Une économie sous pression
Le Mali vit aujourd’hui sous une double contrainte : l’instabilité sécuritaire et l’asphyxie économique. Les sanctions régionales imposées par la CEDEAO en 2022, bien qu’allégées par la suite, ont laissé des traces sur l’économie malienne. À cela s’ajoutent la baisse des investissements et la dépendance accrue vis-à-vis des importations.
Dans ce contexte, chaque attaque sur un convoi devient une arme redoutable pour fragiliser l’État. En ciblant les flux commerciaux, le JNIM cherche à miner la confiance des partenaires étrangers, à retarder les projets de développement et à accentuer le sentiment d’isolement de Bamako.
Un signal inquiétant pour la Côte d’Ivoire
La Côte d’Ivoire, principal point de passage des importations maliennes par le port d’Abidjan, est directement concernée. Des milliers de transporteurs ivoiriens empruntent chaque année l’axe menant à Bamako. L’attaque du 21 septembre rappelle que ces travailleurs sont désormais en première ligne face à la menace terroriste.
Pour Abidjan, ce drame pose un double défi : protéger ses ressortissants tout en maintenant la fluidité d’un commerce transfrontalier vital pour les deux économies. La mort de trois chauffeurs ivoiriens démontre que la guerre au Mali ne se limite plus à ses frontières : elle déborde désormais sur les intérêts économiques et humains de ses voisins.
En incendiant trois camions de Civotech et en tuant leurs conducteurs ivoiriens, les djihadistes du JNIM n’ont pas seulement frappé une entreprise de transport.
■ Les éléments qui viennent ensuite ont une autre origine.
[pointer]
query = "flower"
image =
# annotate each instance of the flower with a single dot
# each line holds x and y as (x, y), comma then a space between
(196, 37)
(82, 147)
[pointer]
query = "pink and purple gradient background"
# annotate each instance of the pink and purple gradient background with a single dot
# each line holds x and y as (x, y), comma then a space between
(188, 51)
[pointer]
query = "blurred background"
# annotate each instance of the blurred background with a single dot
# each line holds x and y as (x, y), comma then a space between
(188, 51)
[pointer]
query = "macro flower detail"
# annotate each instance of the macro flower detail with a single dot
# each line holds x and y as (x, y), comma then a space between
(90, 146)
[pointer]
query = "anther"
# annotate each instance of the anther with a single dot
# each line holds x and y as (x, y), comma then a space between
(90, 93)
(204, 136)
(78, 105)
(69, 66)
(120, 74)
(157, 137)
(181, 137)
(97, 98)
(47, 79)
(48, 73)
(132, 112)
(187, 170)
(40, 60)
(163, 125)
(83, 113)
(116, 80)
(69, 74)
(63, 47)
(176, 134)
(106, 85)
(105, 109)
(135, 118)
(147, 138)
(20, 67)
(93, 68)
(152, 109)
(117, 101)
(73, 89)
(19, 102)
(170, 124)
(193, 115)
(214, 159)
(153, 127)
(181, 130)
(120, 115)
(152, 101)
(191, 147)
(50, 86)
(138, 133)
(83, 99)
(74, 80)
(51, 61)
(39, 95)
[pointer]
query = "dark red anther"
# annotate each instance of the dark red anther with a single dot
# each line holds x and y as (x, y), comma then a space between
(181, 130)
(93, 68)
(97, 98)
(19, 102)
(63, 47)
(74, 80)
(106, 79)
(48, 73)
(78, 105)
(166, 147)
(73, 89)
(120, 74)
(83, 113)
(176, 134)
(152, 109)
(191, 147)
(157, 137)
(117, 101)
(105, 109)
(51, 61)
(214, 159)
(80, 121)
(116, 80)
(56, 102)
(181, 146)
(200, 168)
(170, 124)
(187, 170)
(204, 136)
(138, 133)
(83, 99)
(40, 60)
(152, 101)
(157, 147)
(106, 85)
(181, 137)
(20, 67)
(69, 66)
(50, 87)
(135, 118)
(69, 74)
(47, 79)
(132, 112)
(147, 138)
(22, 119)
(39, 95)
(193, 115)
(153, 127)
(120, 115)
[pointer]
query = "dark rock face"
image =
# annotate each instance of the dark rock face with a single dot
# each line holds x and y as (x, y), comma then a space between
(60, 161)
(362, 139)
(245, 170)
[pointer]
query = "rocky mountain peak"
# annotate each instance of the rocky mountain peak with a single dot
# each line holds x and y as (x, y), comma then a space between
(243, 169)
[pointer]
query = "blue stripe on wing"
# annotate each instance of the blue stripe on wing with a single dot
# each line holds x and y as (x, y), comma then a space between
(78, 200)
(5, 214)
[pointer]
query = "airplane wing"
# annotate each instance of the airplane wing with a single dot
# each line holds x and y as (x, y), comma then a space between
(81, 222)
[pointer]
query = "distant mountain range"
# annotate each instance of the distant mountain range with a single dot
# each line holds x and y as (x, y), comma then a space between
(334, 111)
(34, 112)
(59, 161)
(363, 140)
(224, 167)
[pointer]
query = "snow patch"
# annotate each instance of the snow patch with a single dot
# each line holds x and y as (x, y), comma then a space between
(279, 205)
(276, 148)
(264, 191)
Ils ont envoyé un message clair : leur combat vise aussi à étouffer Bamako par l’économie.
Pour le Mali, déjà fragilisé, la sécurisation des corridors commerciaux devient un enjeu vital. Pour la Côte d’Ivoire, l’heure est à la vigilance et à la solidarité avec ses ressortissants, victimes collatérales d’une guerre qui, loin de s’éteindre, redouble d’intensité aux portes de ses frontières.